My issue primarily is that Canonical likes to push the snap version of a package as the first choice, regardless if there's a perfectly valid .deb available, and I think that's wrong, because that pulls Ubuntu even further away from upstream Debian and introduces yet another unique distro-ism when trying to troubleshoot. The cynical part of me worries that 'pulling away from upstream Debian' is their big goal.

That said, it's been a few years since I ran Ubuntu on a desktop - does an 'apt install firefox' still pull in the snap by default? If they've walked that back since, then my argument is invalid and out of date.

Cross-distribution support improvements coming for Canonical's Snap packages
9 January 2024 at 3:08 pm UTC

Yeah, I don't mind stuff like Flatpaks for devices like the Steam Deck, where you don't normally get write access to the entire filesystem, but on desktop?

Unless you have a need to sandbox something, just use your distro's packages - they will be compiled with the recommended versions of libraries for the whole ecosystem, instead of storing multiple, slightly different (and potentially way out of date!) versions depending on what you're installing.

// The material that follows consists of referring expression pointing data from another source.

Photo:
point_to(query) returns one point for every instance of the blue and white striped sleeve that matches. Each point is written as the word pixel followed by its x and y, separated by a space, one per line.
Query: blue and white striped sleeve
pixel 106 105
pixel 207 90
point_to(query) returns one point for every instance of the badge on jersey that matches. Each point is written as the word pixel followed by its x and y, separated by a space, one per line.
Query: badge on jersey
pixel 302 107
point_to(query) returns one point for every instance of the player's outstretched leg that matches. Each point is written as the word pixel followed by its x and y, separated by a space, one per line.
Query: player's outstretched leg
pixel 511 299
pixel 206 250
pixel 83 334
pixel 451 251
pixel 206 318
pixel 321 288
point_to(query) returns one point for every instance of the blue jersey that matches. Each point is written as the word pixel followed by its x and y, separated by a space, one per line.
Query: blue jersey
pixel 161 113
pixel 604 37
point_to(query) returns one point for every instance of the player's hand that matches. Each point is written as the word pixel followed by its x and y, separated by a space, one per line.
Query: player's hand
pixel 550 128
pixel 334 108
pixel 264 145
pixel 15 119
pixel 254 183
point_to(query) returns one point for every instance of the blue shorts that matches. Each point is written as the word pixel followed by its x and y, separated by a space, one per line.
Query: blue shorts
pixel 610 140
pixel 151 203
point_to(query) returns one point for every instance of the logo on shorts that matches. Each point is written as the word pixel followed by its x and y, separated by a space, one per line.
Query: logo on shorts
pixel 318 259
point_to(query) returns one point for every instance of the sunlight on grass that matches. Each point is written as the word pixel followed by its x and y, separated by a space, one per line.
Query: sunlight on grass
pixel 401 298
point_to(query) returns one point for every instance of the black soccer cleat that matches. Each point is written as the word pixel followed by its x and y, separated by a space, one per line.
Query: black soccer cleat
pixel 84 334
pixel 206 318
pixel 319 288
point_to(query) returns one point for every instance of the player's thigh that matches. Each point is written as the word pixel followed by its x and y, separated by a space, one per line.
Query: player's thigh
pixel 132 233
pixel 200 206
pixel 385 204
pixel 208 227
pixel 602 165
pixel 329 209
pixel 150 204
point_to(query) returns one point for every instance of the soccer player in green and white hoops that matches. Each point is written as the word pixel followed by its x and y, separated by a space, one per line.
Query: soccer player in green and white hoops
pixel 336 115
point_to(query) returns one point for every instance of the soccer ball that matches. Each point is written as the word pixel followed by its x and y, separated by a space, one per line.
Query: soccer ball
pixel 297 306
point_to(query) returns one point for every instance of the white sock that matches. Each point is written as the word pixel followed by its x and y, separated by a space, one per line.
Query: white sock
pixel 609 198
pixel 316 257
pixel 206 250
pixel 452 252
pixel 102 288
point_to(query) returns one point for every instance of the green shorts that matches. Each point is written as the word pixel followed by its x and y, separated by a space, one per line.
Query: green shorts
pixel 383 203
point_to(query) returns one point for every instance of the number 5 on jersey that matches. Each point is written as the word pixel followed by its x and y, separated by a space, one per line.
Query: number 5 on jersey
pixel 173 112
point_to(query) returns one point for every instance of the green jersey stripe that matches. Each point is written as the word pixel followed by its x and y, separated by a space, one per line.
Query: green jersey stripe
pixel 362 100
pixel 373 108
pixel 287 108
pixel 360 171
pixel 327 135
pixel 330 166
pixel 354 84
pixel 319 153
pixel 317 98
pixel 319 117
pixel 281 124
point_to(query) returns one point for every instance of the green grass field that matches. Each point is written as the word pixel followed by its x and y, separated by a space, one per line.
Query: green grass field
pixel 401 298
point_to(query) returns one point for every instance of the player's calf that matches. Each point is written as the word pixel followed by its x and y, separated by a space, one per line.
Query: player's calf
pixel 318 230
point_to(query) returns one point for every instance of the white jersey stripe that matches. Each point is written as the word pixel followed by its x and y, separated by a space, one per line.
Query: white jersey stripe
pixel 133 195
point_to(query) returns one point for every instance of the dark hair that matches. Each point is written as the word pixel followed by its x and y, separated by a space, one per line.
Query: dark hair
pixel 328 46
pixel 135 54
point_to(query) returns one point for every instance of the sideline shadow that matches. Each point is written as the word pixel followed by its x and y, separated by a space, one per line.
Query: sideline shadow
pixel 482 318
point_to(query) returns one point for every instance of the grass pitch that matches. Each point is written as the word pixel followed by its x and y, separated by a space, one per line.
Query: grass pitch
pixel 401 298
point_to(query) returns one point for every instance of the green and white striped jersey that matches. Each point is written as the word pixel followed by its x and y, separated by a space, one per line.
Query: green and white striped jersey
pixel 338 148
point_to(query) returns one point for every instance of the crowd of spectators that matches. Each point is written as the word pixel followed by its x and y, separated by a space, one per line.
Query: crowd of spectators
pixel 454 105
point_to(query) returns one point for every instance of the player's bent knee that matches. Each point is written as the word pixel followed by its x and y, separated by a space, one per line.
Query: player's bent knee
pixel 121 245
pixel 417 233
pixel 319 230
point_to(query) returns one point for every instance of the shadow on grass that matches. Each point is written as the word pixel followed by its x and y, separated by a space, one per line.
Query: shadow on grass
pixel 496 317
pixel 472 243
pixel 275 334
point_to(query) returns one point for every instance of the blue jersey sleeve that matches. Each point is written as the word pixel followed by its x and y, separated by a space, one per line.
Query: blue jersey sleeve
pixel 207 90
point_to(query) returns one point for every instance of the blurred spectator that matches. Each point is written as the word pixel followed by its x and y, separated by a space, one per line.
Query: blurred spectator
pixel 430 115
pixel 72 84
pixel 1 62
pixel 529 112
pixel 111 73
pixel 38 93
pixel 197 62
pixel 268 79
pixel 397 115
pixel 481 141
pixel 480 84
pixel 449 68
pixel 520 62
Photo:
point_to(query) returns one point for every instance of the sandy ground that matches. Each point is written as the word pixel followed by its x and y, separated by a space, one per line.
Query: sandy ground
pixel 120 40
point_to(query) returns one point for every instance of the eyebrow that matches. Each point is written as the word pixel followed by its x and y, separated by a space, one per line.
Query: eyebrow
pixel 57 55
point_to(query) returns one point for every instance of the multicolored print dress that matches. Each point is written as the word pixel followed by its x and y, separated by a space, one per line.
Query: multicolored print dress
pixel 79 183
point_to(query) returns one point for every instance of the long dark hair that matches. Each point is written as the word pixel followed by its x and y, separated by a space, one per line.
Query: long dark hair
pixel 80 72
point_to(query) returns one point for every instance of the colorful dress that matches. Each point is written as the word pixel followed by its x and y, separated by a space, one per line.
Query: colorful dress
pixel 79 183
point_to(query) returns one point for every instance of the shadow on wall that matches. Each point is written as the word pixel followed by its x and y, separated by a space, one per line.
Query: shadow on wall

Security vulnerability in a shared library? Update it through your distro and you're reasonably well covered across everything on your system. Flatpaks and Snaps? Time to download updates to every single sandboxed app... if they updated at the exact same cadence, if they bother to update it at all. (Yes, it shouldn't mean a *ton* of wasted space as they link and share the same library copy once you've downloaded it once, AFAIK) Almost as bad as all the 'native' apps just using downright ancient, vulnerable versions of Electron for way longer than they should. (*cough* Discord)

It's cool tech, but it should remain specialised, and *definitely* not the first thing you reach for for regular day to day usage, IMO. Heck, snapd was always pretty much the first thing I purged (the Firefox snap was way, *way* underperformant compared to the regular .deb at the time) when I used Ububtu, until I switched distros entirely. You don't *need* to keep five different versions of a library to cover two dozen Flatpaks or Snaps on disk in almost all normal use cases, unless the library update is an API/ABI breaking one.

All that said, one of the biggest criticisms I've seen of Canonical's behaviour is that it feels like vendor lock in, so if it's being opened up to other distros (and it's easy for communities to host their own Snap repos *not* on Canonical's servers), then it's still interesting tech to watch and potentially keep in your back pocket for those situations where it makes sense, so good on them for at least trying, now.